The creek’s water rushes by where I sit in the meadow, slowed by the dam the ranchers have set to divert its course. Snow runoff continues to crawl and creep down our mountains, though there’s far too little of it this year.

 

A bird sounds from a place I cannot see in the tall cottonwoods that flank the trees. Suddenly, he soars, fearlessly diving into the clear blue sunny sky. I see it is a sparrow’s song that lightened the afternoon.

 

The wind stirs everything around me, from the houndstongue flower and milkvetch grass of the meadow to the shrubs and trees. It winds and wanders its way up to the jagged peaks of the Cimarron Range of the San Juans. These foothills of Chimney and Courthouse Peaks are my home. Here, I return to the sound of a heartbeat that is not my own, yet welcomes me into itself.

 

The wind returns to me, settling in the banks of the river and its trees, stirring my soul. I’m reminded of what Wendell Berry said, “Write a poem that does not disturb the silence from which it came.”

 

*****

 

I journeyed to the lake today in the quiet morning hours.
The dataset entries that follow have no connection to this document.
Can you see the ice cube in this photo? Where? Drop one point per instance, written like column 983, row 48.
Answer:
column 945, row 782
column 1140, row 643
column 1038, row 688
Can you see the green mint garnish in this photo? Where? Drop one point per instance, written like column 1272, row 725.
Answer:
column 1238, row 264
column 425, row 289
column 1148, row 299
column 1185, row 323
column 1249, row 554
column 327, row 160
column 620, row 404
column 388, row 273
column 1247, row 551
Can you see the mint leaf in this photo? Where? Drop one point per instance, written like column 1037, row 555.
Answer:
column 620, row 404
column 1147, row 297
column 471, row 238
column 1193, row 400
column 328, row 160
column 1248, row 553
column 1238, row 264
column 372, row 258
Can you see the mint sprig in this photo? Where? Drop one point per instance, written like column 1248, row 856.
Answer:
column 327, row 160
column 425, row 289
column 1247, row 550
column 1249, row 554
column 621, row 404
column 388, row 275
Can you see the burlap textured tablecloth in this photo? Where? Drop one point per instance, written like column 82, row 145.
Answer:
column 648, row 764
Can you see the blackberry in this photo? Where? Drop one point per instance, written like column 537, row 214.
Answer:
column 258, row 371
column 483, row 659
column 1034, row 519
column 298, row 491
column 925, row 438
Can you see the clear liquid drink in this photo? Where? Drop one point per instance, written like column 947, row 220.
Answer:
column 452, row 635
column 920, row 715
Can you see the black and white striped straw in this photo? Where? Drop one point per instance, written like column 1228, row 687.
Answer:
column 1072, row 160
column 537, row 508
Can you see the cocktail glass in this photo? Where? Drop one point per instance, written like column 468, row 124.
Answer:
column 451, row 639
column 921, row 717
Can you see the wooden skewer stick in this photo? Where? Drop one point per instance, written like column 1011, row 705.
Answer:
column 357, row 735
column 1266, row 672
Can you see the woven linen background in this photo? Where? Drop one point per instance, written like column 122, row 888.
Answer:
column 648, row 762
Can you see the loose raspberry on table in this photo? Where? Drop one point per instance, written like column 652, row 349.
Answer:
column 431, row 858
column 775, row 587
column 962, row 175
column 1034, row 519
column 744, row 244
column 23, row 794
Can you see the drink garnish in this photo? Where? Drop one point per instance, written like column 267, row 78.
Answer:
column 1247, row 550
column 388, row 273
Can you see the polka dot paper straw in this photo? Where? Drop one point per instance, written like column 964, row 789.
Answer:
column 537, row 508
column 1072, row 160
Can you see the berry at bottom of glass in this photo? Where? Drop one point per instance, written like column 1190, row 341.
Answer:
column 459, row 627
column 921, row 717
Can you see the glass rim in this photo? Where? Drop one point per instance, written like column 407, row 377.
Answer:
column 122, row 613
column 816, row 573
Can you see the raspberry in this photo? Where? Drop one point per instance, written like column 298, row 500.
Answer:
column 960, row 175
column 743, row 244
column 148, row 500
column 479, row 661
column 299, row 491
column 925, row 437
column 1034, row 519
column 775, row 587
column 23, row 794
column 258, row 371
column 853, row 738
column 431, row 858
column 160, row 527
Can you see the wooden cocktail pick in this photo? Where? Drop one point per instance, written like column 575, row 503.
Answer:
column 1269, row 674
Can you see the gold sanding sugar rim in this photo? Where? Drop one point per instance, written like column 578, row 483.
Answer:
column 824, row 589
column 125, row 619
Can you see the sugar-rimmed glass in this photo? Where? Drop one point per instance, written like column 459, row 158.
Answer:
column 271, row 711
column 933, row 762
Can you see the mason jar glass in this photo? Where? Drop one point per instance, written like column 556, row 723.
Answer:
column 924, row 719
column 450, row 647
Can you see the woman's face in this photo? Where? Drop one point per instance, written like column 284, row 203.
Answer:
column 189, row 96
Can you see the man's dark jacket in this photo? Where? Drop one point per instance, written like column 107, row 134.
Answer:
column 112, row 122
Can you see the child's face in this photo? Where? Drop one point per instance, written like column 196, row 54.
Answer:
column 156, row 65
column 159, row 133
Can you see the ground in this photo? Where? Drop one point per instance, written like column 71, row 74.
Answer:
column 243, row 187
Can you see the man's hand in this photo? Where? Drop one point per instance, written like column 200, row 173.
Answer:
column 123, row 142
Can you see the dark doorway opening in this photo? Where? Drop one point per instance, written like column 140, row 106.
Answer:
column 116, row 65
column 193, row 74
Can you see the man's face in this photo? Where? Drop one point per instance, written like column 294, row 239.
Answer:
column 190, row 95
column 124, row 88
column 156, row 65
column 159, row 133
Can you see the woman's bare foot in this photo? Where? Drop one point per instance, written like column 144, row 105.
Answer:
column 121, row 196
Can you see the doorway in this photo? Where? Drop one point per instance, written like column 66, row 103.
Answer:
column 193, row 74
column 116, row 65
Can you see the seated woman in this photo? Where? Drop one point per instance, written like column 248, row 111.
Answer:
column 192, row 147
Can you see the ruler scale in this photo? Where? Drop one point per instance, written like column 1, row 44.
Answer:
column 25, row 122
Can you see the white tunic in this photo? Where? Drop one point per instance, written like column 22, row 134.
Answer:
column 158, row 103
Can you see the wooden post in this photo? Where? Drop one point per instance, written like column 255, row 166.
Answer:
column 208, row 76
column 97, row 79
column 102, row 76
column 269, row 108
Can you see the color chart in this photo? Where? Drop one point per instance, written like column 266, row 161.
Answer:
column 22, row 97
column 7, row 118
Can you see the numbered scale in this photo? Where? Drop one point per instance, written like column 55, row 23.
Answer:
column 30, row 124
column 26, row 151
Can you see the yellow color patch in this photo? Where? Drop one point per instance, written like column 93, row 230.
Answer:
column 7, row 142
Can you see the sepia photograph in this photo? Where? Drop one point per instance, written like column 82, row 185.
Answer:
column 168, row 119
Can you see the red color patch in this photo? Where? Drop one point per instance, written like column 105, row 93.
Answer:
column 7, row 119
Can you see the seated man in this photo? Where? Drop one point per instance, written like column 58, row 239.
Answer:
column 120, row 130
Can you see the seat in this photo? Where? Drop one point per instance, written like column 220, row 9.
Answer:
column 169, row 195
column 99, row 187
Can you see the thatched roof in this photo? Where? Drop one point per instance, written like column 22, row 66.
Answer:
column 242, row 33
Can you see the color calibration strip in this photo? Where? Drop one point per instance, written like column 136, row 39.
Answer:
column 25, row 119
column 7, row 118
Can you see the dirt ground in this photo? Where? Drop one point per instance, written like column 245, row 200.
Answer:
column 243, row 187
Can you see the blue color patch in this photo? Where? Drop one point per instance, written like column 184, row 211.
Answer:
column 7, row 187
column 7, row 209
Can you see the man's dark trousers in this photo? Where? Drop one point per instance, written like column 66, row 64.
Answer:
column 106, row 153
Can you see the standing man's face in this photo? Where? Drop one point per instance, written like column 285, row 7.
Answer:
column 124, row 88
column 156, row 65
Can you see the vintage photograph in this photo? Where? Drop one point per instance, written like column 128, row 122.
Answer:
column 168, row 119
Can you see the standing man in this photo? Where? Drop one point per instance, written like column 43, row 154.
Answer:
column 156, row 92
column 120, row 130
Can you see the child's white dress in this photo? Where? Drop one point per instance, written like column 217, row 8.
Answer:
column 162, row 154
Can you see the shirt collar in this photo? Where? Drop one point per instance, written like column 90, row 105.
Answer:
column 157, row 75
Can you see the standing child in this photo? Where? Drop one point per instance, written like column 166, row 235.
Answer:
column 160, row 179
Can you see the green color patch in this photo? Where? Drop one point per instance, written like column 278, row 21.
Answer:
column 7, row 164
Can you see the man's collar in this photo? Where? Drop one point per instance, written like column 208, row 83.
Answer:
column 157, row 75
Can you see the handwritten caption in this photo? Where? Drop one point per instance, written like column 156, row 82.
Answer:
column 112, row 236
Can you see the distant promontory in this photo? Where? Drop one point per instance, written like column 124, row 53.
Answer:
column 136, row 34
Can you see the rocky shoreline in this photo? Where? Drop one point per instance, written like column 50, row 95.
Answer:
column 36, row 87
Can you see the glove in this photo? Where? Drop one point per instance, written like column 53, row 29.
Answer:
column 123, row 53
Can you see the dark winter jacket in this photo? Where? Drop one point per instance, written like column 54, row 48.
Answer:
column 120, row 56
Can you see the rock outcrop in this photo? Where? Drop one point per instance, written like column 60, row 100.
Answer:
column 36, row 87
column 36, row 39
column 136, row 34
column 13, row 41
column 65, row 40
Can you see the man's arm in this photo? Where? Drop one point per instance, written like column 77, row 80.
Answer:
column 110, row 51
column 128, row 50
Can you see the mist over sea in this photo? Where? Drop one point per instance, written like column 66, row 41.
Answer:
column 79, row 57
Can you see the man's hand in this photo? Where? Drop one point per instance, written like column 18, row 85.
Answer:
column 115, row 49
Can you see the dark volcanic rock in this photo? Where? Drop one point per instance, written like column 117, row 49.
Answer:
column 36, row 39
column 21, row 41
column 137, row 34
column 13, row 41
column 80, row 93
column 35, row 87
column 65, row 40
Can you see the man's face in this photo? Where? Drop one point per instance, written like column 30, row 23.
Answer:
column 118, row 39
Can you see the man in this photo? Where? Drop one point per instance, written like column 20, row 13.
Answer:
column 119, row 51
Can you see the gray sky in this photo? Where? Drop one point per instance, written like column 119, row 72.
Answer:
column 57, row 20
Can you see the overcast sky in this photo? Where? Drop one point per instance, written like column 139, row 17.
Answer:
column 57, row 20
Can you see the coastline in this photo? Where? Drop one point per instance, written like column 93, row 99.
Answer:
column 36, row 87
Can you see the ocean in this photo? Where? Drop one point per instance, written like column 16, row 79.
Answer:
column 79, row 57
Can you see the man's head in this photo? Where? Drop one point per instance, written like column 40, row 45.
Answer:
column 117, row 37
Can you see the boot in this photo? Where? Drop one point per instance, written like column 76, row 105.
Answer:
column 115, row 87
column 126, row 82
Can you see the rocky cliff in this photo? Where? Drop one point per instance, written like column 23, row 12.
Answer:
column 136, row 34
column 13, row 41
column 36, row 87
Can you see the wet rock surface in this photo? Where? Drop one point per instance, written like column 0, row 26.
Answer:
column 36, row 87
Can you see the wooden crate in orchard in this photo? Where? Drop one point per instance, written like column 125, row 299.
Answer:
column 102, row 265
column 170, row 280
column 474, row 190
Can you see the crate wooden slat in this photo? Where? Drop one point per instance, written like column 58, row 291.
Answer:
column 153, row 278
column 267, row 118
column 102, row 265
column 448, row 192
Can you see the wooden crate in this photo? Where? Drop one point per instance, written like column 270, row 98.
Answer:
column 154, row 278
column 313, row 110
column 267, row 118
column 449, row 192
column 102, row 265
What a gift to sit on the sunny shore almost alone—

to see the easy morning tide and the ripples on the water,

the light that hits variant colors of stone.

On the rocky banks grow green grasses, weeds, and trees,

mama cottonwoods and their babies. 

I admire those plants that come to thrive 

out of the barren, hard, seemingly lifeless places.

There is life everywhere.

I find one shooting out of both rock and water with baby’s breath flowers,

though my field guide says it is broadleaved pepperweed.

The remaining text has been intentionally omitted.